It's growing significantly colder here (which inevitably coincided with our boiler having a hissy fit; I think we've fixed it by bleeding the radiators), and the grim greyness and gales of wind certainly didn't encourage me to go outdoors. That made it the perfect time to curl up with lots of virtual social events, get my Yuletide nominations in, and catch up on a bunch of Dreamwidth comments. Sometimes, that's a nice way to spend the weekend.
dolorosa_12: (tea)
I've written up a review of one of my most beloved childhood books, The Girls in the Velvet Frame, by Adèle Geras. This is a work of historical children's fiction, a meandering, gentle, emotionally affecting story of a widowed mother and her five daughters, and a beautiful portrait of life in 1913 Jerusalem. One of the things I've always loved about it is its depiction of a world and community in which Jewishness is normative — and its assumption (even though it was published by a major British publisher, and aimed at a British readership of children which was not necessarily majority Jewish) that its readership, if not Jewish, would be perfectly fine working things out from context. (Certainly that was my experience as a small non-Jewish child when I read the book for the first time.)

On top of all that, the book has one of the features of older children's fiction which I most enjoy: lots and lots of descriptions of food. It's not on the level of, say, Enid Blyton — it's more that the book takes place mainly indoors, in kitchens and around dining room tables (and one character works in a bakery), and so food preparation, and eating, tends to be happening at key points in the narrative.
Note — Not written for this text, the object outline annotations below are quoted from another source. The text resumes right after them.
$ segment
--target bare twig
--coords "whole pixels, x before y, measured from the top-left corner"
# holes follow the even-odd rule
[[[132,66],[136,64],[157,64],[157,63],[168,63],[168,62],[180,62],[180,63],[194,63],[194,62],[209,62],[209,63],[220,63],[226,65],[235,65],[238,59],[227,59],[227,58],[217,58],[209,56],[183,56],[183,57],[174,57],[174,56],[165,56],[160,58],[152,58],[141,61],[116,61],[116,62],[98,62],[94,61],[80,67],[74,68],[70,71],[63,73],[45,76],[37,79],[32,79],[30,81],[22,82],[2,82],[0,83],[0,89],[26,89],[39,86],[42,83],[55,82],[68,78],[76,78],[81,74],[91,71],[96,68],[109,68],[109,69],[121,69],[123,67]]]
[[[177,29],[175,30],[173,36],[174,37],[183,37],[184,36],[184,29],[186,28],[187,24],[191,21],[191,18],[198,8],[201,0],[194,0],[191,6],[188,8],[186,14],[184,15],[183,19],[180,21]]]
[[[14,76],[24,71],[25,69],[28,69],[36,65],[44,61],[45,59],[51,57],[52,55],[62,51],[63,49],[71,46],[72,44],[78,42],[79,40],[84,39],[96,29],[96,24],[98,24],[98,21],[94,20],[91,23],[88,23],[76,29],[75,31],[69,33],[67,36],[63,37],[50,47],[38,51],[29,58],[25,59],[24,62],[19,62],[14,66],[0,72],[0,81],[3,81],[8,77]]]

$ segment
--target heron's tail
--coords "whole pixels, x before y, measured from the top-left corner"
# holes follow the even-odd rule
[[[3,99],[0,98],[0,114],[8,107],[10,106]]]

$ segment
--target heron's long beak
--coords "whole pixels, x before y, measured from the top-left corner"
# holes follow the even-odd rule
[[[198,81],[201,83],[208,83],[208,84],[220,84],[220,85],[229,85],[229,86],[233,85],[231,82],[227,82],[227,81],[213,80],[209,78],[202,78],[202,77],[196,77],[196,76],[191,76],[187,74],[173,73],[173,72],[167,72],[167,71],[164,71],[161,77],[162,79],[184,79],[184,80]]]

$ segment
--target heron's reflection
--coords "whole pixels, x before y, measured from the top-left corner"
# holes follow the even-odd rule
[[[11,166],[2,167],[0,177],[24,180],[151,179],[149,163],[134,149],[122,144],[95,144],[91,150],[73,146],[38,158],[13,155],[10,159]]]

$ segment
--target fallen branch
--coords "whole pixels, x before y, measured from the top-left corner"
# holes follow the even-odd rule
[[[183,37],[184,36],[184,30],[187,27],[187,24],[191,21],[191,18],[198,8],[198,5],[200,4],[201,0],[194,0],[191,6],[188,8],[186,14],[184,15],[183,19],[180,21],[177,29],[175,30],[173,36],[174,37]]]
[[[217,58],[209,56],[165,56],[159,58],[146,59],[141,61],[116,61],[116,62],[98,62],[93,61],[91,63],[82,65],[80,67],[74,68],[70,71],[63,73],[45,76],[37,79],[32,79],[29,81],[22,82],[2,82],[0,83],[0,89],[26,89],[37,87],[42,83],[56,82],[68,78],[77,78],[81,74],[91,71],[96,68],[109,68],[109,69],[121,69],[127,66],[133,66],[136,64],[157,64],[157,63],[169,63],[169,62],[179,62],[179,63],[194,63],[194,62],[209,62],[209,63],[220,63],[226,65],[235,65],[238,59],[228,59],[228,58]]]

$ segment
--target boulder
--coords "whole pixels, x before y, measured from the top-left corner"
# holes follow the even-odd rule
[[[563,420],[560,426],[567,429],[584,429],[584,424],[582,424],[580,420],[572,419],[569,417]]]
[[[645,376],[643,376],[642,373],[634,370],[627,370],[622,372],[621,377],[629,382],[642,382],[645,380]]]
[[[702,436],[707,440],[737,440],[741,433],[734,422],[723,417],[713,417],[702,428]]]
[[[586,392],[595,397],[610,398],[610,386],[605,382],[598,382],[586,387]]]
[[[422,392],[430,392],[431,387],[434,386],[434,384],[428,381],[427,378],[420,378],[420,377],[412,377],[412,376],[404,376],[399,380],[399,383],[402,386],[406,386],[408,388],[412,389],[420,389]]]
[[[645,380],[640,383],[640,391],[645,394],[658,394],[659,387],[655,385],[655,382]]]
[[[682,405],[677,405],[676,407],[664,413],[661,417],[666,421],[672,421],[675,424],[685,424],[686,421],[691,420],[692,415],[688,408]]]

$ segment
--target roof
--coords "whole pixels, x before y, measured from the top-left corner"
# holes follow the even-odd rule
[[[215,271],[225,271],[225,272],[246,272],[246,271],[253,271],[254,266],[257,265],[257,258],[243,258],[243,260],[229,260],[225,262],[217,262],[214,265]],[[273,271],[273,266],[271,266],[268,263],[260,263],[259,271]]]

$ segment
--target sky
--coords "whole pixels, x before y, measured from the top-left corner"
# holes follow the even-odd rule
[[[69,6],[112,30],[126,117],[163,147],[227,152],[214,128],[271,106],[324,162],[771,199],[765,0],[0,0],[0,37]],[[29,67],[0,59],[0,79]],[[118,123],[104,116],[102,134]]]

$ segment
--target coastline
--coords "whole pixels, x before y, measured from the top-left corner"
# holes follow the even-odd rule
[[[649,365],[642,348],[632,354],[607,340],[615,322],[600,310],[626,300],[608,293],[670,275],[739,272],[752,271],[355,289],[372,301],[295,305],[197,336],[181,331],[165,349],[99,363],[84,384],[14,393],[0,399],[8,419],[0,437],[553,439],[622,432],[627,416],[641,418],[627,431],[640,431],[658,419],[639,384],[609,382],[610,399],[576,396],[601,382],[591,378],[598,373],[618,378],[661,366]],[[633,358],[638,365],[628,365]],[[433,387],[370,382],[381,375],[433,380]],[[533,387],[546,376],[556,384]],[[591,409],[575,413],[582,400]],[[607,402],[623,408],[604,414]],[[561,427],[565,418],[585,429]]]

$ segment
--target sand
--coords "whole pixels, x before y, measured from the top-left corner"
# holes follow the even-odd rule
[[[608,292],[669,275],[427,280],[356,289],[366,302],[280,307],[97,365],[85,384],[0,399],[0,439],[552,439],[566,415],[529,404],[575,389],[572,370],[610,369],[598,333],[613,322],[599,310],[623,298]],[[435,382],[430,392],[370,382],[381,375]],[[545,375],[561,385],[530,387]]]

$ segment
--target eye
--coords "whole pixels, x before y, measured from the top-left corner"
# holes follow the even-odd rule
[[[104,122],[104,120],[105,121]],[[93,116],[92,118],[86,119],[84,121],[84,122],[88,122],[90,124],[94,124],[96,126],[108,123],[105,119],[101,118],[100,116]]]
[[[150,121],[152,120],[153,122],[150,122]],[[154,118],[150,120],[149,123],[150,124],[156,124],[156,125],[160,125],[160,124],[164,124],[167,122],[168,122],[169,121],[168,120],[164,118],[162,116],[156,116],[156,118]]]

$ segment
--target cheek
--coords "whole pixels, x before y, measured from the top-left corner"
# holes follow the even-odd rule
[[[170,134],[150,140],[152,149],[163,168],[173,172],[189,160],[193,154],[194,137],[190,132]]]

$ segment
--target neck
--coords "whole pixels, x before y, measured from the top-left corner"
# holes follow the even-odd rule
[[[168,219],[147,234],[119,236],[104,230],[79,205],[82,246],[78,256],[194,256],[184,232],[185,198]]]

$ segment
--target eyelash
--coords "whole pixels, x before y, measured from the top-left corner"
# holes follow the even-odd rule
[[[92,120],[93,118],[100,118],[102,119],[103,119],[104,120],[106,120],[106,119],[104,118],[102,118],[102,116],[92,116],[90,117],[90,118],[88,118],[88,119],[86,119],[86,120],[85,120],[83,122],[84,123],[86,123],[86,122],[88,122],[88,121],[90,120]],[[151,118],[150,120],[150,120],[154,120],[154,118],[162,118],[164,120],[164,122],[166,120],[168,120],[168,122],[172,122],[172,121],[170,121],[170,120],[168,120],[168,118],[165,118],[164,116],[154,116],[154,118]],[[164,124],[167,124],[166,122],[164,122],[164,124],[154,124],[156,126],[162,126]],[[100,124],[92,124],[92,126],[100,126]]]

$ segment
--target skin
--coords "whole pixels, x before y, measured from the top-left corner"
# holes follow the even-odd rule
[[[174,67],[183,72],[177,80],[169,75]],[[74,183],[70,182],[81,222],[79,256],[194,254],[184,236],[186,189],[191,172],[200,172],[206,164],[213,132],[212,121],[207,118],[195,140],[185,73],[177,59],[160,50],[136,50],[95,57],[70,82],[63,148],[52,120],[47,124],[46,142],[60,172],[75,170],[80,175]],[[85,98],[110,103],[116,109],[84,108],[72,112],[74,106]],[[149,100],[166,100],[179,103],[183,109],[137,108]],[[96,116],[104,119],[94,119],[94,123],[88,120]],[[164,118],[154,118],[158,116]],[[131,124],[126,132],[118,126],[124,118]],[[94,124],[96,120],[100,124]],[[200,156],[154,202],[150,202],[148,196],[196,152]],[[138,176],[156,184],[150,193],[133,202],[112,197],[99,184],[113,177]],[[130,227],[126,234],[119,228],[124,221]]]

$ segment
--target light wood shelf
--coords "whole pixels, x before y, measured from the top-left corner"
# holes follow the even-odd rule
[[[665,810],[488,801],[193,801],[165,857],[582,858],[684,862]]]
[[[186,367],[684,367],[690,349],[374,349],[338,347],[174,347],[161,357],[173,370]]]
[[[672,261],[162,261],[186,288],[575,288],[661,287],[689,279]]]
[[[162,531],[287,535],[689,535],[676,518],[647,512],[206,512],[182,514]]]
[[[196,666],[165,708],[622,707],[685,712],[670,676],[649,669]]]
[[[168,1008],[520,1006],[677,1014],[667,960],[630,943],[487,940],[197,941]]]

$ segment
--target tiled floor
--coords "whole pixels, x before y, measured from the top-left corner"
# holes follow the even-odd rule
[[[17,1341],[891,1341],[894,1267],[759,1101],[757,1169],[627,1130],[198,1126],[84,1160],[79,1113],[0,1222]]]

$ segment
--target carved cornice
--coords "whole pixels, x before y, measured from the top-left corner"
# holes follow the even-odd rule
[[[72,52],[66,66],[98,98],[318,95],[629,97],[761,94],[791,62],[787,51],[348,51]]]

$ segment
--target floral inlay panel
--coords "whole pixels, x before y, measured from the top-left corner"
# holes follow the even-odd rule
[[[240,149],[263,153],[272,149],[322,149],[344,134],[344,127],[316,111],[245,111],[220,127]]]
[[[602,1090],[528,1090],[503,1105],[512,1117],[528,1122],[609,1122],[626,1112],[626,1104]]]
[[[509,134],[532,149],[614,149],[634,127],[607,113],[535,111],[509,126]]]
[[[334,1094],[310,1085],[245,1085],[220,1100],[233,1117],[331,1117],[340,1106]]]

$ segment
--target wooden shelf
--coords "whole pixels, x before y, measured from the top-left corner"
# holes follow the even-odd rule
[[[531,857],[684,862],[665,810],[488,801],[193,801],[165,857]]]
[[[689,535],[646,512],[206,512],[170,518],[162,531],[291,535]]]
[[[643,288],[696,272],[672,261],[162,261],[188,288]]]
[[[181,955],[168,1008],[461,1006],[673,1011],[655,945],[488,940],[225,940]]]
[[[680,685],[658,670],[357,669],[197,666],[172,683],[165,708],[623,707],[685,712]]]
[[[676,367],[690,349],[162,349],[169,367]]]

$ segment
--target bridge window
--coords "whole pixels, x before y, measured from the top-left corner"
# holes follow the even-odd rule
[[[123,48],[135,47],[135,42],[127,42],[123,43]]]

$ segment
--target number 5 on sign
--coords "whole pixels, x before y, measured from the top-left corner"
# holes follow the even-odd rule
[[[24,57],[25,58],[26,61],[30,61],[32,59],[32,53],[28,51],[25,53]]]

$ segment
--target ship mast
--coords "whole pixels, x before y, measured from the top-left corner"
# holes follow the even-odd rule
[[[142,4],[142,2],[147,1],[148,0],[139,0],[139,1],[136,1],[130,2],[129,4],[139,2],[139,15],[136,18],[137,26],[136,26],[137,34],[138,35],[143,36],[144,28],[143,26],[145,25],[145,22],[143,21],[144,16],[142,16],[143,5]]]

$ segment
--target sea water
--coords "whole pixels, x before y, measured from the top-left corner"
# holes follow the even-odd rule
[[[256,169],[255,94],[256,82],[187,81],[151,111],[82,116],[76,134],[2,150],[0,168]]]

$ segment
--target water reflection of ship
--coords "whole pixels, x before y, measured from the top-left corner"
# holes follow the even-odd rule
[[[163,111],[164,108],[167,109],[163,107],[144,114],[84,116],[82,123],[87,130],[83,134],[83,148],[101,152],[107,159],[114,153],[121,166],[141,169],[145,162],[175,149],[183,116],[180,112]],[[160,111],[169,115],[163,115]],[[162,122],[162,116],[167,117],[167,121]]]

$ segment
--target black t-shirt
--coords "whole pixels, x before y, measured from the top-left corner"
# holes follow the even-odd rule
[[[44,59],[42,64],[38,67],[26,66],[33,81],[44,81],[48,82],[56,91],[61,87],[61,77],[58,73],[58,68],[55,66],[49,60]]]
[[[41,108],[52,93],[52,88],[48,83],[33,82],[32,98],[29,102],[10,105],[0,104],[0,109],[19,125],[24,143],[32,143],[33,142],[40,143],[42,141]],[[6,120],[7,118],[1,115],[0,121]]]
It's also probably the book that set me up for a lifetime of searching for fiction which recognised that the unglamorous, unrecognised work and experiences of girls and women — the parts which didn't seem important to men, and which often went unnoticed — were, for the individuals concerned, extremely important, and worthy of being told as a story:

The Girls in the Velvet Frame is a celebration of the quiet, powerful, ordinary lives and work of girls and women: cooking, cleaning, caring for smaller children, stretching every last penny (there’s lots of discussion of hand-me-down dresses, bathing in the kitchen so as not to waste hot water, and so on). This work is at the heart of the story, and is given the dignity and primacy that it would have had (and still does have) in millions of similar women’s lives.